Blog by Sumana Harihareswara, Changeset founder
Yesterday, as I walked home in the dark at 5:45pm…
Hi, reader. I wrote this in 2001 and it's now more than five years old. So it may be very out of date; the world, and I, have changed a lot since I wrote it! I'm keeping this up for historical archive purposes, but the me of today may 100% disagree with what I said then. I rarely edit posts after publishing them, but if I do, I usually leave a note in italics to mark the edit and the reason. If this post is particularly offensive or breaches someone's privacy, please contact me.
Yesterday, as I walked home in the dark at 5:45pm or so in the pitch-black night interrupted by soft haloes of streetlights and harsh beams of auto headlights-- the time change still disorients me -- I stopped for a few minutes by Pegasus Bookstore at Durant and Shattuck. Some employee posts poems in the window, and the selection changed a few weeks ago. Last night I read Lewis Carroll's "Jabberwocky" for the first time, I think. I also read a poem entitled "Try to Praise the Mutilated World" by Adam Zagajewski, translated from the Polish by Clare Cavanagh.
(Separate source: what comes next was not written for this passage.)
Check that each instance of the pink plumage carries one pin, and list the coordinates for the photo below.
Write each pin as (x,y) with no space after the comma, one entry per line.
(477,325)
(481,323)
When I searched for the text and author of the poem just now, I found that many people have cited it as an appropriate poem to read and think about in the wake of recent terrorist attacks, and that the New Yorker published it in its Sept. 24th issue. I liked it too.
One reason that I really enjoyed "Try to Praise the Mutilated World" is that I thought the imagery struck the right balance between vivid, evocative language and personal interpretability. I like poems that I can closely read to see more. Example: "leaves eddied over the earth's scars."
It's been a while since I read poetry that didn't disgust me. It was uplifting.